16 Ocak 2019 14:09
Mardin
"100’ün üzerinde belediye başkanlığına tek bir kararla kayyım atanarak halkın iradesi yok sayıldı. Bunun rövanşını almak, kayyım politikasının doğru olmadığını göstermek ve halkla birlikte yeniden bu iradeyi ortaya koymak için bu sorumluluğu aldım."
Bu sözler İçişleri Bakanlığı'nca görevinden uzaklaştırılan, yerine kayyım atanan Mardin'in seçilmiş Büyükşehir Belediye Başkan Adayı Ahmet Türk'e ait.
31 Mart'ta yapılacak olan yerel seçim yaklaşırken Mardin Büyükşehir Belediye Başkan Adayı Ahmet Türk ile yeniden aday olmasını, gündemi, seçim güvenliğini ve partilerin ittifakını konuştum.
CHP ve İyi Parti'nin yerel seçim için kurduğu ittifaka yönelik olarak, "Biz CHP’ye katkı sunmak istiyoruz ama kendileri bu katkıyı reddediyor" diyen Türk, CHP Genel Başkanı Kemal Kılıçdaroğlu'na da bir çağrıda bulunuyor: İyi Parti'yle nasıl görüşüyorsa partimin genel başkanlarıyla da bir araya gelsin isterim.
31 Mart seçimlerinde Türkiye'nin büyük kentlerinde sonucu değiştirebilecek güce sahip olduklarını ısrarla vurgulayan Türk, "Bizim İstanbul, Adana, Mersin, İzmir, Antalya ve Hatay’da bir beklentimiz yok ama buralarda sonucu değiştirebilecek güce sahibiz" diye konuştu.
Ahmet Türk, "Kürtler kendi iddialarından vazgeçti, sola teslim oldu" ve “Türkiye’de HDP bir Kürt partisi olmaktan öteye gidemedi” eleştirilerine "İkisi de doğru değil" sözleriyle karşılık verdi. "İstanbul’da Kürt dostlarına da yer verdik" diyen Türk, "Seçimlerde en fazla Türkiyelileşmeyi esas alan bir yaklaşım içinde olduğumuzu gösterdik" dedi.

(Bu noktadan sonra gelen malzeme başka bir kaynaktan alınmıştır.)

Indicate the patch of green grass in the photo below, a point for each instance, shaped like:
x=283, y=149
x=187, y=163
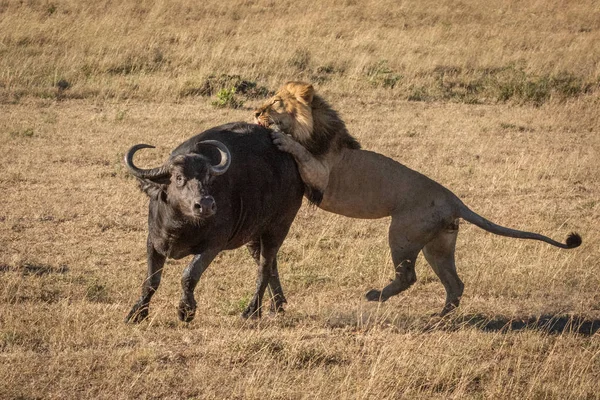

Kendisinin de aralarında olduğu, İçişleri Bakanlığı tarafından görevden alınan kayyımların durumundaki hukuksuzluğa da dikkat çeken Türk, "Kayyımların rövanşını almak istiyoruz" dedi ve bir de seçim güvenliği için not düştü: "Avrupa’dan gözlemci heyetlerin izlemesi lazım.”
Ahmet Türk'le yaptığımız söyleşinin ilk bölümü şöyle:
- Bunca yıllık mücadele... Siyasette yıllarınızı geride bıraktınız, tutuklanmalar, gözaltılar, yıldırmalar, en son kayyım atandı seçilmiş belediye başkanı olmanıza rağmen. Bıkmadınız mı?
Demokrasi, insan hakları mücadelesi, özgürlükler mücadelesi her zaman bedel isteyen bir mücadeledir. Eğer sizin özgürlüklerin sağlanması, demokratik bir gelecek için beyninizde, vicdanınızda bir şey varsa bunu savunmak ve bu yolda yürümek gibi bir sorumluluğunuz da var. Vicdani boyutunuz var. Bizim halka karşı bir borcumuz var. Demokratik bir gelecek, insanların özgürleştiği, düşüncelerini fikirlerini özgürce ifade ettiği… Yine kimliğinden dolayı baskı altında tutulan sindirilmeye çalışılan, susturulma çalışan bir halkın hakkını savunma gibi bir vicdani sorumlulukla karşı karşıyasınız. Ben çok politikayı seven biri değilim ama sonuçta toplum, insanlar size bir rol veriyor, bir misyon biçiyor. Vicdani olarak bu halka sahip çıkmak, demokratik geleceği inşa etmek, gibi bir sorumlulukla karşı karşıya kalıyorsunuz.
- Hiç içinizden geçmiyor mu; ‘Ben de bir gideyim rahatıma bakayım, keyfini çıkarayım?’ neden bu adanmışlık?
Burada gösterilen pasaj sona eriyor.